S - Stephen H. Burum
Diretor de fotografia fundamental para a atmosfera onírica e maneirista dos Coppolas baseados em Susan E.Hinton, Vidas Sem Rumo e O Selvagem da Motocicleta. Teve uma parceria marcante com Brian De Palma, nos anos 1980.
T – Tucker/Tetro
Talvez seja picaretagem colocar o nome de um filme neste ABC, então já coloco dois de uma vez. E dois que são também nome de personagens. Tucker merece toda a publicidade possível por tratar-se de um filme ainda injustiçado. Após esse filme magnífico, Coppola dirigiria Vida Sem Zoe, episódio para Contos de Nova York, e logo depois, O Poderoso Chefão III. Tetro é ainda seu filme mais recente a estrear comercialmente, e o melhor que realizou desde Drácula.
U – Utopia
A utopia de Coppola é a ideia de autoria e independência, por intermédio de sua produtora, a Zoetrope.
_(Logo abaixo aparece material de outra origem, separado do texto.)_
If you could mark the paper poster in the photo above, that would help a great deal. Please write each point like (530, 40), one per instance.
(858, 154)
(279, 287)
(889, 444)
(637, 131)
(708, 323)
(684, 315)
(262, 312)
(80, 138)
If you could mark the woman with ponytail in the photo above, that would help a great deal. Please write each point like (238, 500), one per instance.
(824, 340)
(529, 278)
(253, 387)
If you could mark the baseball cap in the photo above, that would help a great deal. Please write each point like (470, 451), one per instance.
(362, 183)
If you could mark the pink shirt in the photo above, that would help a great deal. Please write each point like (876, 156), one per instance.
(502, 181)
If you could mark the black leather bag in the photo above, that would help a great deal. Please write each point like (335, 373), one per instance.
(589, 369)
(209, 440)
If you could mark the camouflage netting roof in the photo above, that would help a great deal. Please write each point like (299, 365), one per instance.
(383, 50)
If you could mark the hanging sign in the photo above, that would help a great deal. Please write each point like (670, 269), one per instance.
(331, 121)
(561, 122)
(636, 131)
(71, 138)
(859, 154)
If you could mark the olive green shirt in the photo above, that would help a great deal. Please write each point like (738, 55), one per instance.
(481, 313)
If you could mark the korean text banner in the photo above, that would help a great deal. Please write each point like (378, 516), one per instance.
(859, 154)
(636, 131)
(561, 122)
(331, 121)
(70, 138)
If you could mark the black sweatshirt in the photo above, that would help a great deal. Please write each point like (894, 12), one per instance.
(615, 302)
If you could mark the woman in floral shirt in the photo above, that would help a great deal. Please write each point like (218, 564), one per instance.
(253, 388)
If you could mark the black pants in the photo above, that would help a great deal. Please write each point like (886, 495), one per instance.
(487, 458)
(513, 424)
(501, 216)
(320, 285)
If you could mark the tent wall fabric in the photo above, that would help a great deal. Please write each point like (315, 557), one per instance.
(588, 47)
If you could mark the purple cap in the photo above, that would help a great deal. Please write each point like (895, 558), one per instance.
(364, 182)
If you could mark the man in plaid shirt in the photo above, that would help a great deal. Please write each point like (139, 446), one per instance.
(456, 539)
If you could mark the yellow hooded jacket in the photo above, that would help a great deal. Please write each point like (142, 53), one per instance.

Com o fracasso de O Fundo do Coração, filme caríssimo que levou a produtora à falência, o outrora milionário Coppola passou a realizar filmes de encomenda.
V – Vietnã
Apocalypse Now: O Vietnã de Coppola é febril, um lugar em que cabeças são cortadas porque não há um real motivo para que não sejam, e que pode abrigar um coronel tomado de loucura. Ou seria de hiper lucidez? O Vietnã é revisitado no bem mais sóbrio Jardins de Pedra, oito anos depois da loucura de Apocalypse Now.
W – Watergate
O escândalo de Watergate que causou uma fissura moral na sociedade americana encontra sua materialização cinematográfica perfeita e instantânea na obra-prima A Conversação.
X – Xintoísmo
Coppola estudou teatro japonês por muitos anos. Segundo a pesquisadora da Unicamp Ângela Nagai, o teatro japonês tem suas raízes na mitologia xintoísta, segundo a qual uma deusa dançou na frente de uma caverna, alegrando os deuses e provocando a saída de outra deusa, a da luz e do sol.
Y – Youth Without Youth
O filme que marca a volta de Coppola ao cinema depois de dez anos está incompreensivelmente inédito no Brasil.
Z – Zoetrope
É a famosa produtora criada por Coppola no fim dos anos 60. Sua sede era em São Francisco, longe o suficiente para não ser pressionado por executivos de Hollywood, perto o suficiente para conseguir ajudas estratégicas quando era preciso.